A insônia como destino: entre a aceitação e a transcendência
Em 'Hovel', romance de estreia da autora, a protagonista adota uma abordagem distinta de obras como 'Eat Pray Love', de Elizabeth Gilbert. Enquanto Gilbert buscou reinvenção em viagens internacionais, a narradora de 'Hovel' opta por aceitar sua vida no local onde já está, explorando pequenos rituais — como tentar cheirar como um cachorro ou urinar na floresta — para encontrar significado nas noites insones. A inspiração veio de uma crítica de Rachel Cusk ao livro de Gilbert, publicada no *The Guardian*, na qual Cusk questionava a necessidade de fugir da realidade em vez de exercer 'a capacidade de devoção' no presente.

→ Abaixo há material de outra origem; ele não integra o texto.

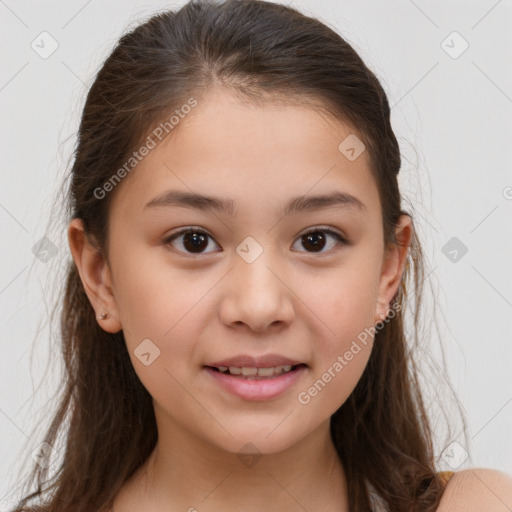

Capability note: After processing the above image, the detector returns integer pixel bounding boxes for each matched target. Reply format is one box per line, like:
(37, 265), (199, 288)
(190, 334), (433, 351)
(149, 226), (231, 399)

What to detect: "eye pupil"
(302, 231), (326, 252)
(183, 231), (208, 253)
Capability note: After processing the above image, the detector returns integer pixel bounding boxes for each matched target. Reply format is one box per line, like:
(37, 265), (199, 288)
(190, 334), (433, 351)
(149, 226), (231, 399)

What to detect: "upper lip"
(205, 354), (305, 368)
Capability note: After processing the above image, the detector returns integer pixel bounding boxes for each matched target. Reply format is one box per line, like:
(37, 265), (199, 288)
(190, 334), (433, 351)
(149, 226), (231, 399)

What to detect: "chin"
(200, 420), (311, 458)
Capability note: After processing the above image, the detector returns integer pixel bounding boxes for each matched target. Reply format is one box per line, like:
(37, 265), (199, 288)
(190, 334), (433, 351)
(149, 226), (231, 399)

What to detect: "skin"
(438, 468), (512, 512)
(68, 87), (413, 511)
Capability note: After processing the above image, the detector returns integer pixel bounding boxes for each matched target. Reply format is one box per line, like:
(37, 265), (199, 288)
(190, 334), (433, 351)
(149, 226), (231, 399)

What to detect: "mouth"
(204, 363), (308, 380)
(202, 362), (309, 401)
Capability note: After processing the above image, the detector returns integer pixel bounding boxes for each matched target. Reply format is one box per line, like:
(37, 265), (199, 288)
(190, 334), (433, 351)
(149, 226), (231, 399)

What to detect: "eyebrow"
(143, 189), (366, 217)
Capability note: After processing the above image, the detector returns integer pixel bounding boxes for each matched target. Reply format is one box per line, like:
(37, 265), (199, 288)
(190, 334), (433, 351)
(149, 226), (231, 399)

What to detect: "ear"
(374, 214), (413, 324)
(67, 218), (122, 333)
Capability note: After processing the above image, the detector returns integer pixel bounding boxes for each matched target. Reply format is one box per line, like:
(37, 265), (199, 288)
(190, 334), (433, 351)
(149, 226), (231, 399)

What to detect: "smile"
(203, 364), (308, 401)
(209, 364), (302, 378)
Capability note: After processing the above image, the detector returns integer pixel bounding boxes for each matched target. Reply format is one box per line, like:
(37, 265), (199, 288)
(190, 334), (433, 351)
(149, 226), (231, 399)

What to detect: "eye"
(163, 226), (348, 256)
(163, 228), (220, 255)
(292, 227), (347, 253)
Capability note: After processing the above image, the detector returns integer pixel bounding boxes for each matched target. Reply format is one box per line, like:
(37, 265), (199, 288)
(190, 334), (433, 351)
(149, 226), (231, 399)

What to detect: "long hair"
(10, 1), (468, 511)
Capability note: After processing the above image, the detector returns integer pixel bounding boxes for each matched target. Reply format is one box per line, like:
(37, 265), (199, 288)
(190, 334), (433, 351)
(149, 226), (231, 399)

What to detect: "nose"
(219, 251), (295, 333)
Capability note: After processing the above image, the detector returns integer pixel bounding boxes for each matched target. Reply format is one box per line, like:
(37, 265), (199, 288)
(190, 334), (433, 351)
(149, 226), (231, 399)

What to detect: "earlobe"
(67, 218), (122, 333)
(374, 215), (413, 324)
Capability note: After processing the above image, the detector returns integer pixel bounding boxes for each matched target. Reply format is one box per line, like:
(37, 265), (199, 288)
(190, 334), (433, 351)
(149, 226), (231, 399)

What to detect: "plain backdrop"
(1, 0), (511, 507)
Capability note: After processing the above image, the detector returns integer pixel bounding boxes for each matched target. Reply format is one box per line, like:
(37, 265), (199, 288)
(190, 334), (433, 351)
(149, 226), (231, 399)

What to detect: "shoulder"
(437, 467), (512, 512)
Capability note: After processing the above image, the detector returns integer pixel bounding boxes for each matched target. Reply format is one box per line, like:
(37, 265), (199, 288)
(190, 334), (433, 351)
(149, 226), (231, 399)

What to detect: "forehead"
(109, 88), (380, 220)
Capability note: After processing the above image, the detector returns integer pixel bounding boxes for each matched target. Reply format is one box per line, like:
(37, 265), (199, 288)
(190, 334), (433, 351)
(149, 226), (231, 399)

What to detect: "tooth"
(257, 367), (275, 377)
(223, 364), (297, 376)
(241, 367), (258, 376)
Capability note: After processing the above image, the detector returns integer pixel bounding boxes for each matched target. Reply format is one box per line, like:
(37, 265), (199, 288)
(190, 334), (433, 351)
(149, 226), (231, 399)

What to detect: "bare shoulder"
(437, 467), (512, 512)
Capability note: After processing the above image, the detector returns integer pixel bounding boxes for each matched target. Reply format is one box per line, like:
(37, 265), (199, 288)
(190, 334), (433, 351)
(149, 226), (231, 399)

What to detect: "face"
(69, 88), (410, 456)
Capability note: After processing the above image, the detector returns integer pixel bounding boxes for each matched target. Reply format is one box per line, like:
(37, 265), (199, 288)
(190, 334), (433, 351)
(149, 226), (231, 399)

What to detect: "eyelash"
(162, 226), (348, 256)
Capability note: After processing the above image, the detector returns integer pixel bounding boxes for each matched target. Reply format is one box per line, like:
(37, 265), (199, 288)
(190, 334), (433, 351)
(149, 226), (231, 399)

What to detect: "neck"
(119, 417), (349, 511)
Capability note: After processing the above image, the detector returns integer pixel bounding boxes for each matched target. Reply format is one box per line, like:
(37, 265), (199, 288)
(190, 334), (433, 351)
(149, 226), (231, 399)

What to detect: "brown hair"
(10, 1), (468, 511)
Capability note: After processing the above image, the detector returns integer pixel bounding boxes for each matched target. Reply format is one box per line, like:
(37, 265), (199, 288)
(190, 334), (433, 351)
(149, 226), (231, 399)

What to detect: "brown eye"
(163, 226), (347, 256)
(164, 229), (220, 254)
(293, 228), (347, 253)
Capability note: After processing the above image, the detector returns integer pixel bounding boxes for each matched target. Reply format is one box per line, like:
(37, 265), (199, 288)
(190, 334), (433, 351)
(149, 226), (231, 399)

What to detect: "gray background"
(1, 0), (511, 507)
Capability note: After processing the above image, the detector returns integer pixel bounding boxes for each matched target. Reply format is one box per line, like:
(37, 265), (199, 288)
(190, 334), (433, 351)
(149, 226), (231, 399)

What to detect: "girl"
(10, 1), (512, 511)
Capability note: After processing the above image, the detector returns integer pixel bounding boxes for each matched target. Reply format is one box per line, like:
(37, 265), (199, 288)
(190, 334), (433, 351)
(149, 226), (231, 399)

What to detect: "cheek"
(112, 241), (207, 335)
(305, 254), (381, 345)
(296, 288), (376, 416)
(294, 255), (381, 410)
(111, 249), (215, 382)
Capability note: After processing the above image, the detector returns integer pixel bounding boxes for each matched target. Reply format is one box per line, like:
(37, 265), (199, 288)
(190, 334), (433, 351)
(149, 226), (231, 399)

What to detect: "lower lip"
(203, 365), (308, 401)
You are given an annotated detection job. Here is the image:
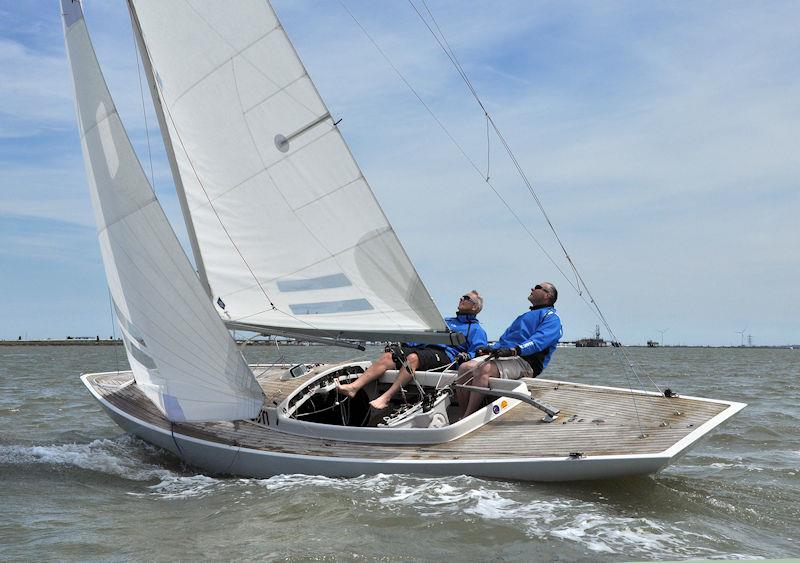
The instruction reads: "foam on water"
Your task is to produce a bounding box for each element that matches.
[708,460,766,473]
[0,437,237,501]
[135,474,225,499]
[450,487,717,558]
[233,472,755,559]
[0,436,175,481]
[3,345,796,559]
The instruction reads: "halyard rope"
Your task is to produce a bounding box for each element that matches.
[337,1,687,435]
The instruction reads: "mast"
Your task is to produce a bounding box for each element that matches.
[61,0,264,422]
[125,0,212,298]
[126,1,451,341]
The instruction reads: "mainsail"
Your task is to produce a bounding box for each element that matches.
[61,0,264,422]
[127,0,453,342]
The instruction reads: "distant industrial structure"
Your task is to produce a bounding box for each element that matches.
[562,325,621,348]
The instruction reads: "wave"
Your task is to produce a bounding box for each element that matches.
[0,436,174,481]
[0,437,243,500]
[0,442,768,558]
[238,473,757,559]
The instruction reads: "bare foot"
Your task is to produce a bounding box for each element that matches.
[369,398,389,410]
[336,381,358,398]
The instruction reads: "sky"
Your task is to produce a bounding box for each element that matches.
[1,1,798,346]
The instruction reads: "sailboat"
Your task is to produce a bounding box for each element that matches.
[62,0,744,481]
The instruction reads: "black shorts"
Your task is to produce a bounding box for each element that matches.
[401,346,451,371]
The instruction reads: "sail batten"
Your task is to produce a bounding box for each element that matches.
[62,0,264,423]
[130,0,448,337]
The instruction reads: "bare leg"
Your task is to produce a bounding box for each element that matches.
[456,358,482,414]
[463,361,500,417]
[369,354,421,409]
[337,352,395,398]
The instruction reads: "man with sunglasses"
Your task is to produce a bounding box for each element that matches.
[338,291,488,410]
[457,282,562,417]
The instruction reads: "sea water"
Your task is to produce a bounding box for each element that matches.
[1,345,797,560]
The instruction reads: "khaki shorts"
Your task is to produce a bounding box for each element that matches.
[492,356,535,380]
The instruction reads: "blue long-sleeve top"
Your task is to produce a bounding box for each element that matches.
[490,306,562,371]
[442,313,488,360]
[408,313,488,361]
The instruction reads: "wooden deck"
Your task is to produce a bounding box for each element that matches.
[88,367,729,460]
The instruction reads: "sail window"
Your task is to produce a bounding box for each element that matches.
[289,298,372,315]
[97,103,120,178]
[277,273,352,292]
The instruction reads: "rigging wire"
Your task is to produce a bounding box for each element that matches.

O fascínio pelo extremo: a noite polar como metáfora
Christiane Ritter, escritora austríaca dos anos 1930, oferece um contraponto poético à insônia em suas memórias sobre uma temporada no Ártico. Em Svalbard, onde a escuridão e o frio a mantinham acordada por horas, Ritter encontrou uma espécie de transcendência ao observar a lua de dentro de seu saco de dormir. Sua experiência ilustra como a insônia pode se transformar em uma conexão profunda com o ambiente, mesmo nas condições mais adversas. Essa dualidade — entre o tormento e a beleza das noites sem sono — permeia as obras selecionadas.